The biggest problem the assembled titans of commerce and politics (plus some actors) sought to address, however, was the fourth industrial revolution, or Industry 4.0 as it was first described. Encompassing such things as machine-to-machine communications, big data and the internet of things, it is a hot subject that we have covered extensively in Investors Chronicle. The concern is that the disruptive influence of these technologies will rent asunder old world business models and create mass unemployment as robots displace jobs to optimise cost management in smart factories.

As it happens I’ve recently been studying the first industrial revolution as part of a Masters degree in the history of science and technology – and one thing being drummed into us is to be very suspicious of anything that comes with the label ‘revolution’. Britain’s industrial revolution wasn’t described as such until well into the nineteenth century, firstly by envious neighbours in France and then by early socialist reformers at home passing judgement on the effect of industrialisation on the living standards of the new urban working classes. In fact, the application of industrial machinery was not uniform, took a long time, and didn’t result in the above average economic growth we often assume accompanied the industrial revolution.

The digital revolution, the third industrial paradigm shift we have experienced, has also transformed the way we work, but again the economic benefits are elusive; productivity and economic growth are both stagnating. Magazines like ourselves were predicted to have disappeared from the face of the earth by now; that we are still around shows that very often the new complements rather than crushes the old, and that the physical world is still very much with us.
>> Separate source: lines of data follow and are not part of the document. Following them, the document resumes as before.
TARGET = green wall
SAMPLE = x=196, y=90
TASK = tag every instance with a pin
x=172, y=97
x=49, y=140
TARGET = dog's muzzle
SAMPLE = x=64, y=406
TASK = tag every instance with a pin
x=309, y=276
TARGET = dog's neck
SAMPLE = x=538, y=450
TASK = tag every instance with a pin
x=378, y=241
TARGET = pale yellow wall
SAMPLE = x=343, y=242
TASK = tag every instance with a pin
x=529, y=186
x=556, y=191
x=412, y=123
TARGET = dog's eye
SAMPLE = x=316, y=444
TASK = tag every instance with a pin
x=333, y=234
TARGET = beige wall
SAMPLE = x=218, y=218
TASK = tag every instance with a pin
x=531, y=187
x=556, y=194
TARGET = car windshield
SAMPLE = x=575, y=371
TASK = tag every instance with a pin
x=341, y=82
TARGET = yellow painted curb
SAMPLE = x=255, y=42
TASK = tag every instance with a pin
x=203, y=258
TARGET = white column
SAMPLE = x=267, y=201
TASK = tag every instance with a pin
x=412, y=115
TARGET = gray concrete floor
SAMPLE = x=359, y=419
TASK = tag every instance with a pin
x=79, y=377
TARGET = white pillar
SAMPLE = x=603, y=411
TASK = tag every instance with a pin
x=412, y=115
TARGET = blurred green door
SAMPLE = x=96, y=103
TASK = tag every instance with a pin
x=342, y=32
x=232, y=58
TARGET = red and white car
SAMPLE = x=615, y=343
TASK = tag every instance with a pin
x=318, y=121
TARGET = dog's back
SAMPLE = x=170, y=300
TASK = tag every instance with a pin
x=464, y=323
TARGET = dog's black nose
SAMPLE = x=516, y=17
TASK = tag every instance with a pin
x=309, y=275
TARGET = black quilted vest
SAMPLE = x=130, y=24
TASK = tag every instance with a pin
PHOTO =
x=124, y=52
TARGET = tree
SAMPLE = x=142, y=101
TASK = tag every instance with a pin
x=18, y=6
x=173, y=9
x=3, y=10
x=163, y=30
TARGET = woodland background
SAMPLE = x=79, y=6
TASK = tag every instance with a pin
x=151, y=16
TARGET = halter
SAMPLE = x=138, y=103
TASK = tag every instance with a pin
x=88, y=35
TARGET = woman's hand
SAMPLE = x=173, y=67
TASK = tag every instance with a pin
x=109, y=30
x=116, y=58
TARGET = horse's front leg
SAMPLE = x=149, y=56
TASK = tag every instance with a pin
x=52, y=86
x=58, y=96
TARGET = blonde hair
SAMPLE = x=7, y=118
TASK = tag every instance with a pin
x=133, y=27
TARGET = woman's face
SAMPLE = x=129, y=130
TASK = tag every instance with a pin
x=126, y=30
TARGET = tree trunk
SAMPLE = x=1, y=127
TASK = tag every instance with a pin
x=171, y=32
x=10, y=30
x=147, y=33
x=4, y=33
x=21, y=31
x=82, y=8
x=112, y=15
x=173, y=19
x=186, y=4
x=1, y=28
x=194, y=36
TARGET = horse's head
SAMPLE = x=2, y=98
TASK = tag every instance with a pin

History suggests, then, that the development of the fourth industrial revolution will prove similarly iterative – far more prosaic than the “exponential” change some, like WEF founder Klaus Schwab, are predicting. That means investors assessing the opportunities that Industry 4.0 will bring should keep calm heads. New technologies can prompt far reaching social and economic change, but along the way they also create as many financial losers as winners, as Britain’s railway mania of the 1840s or the dot com boom remind us.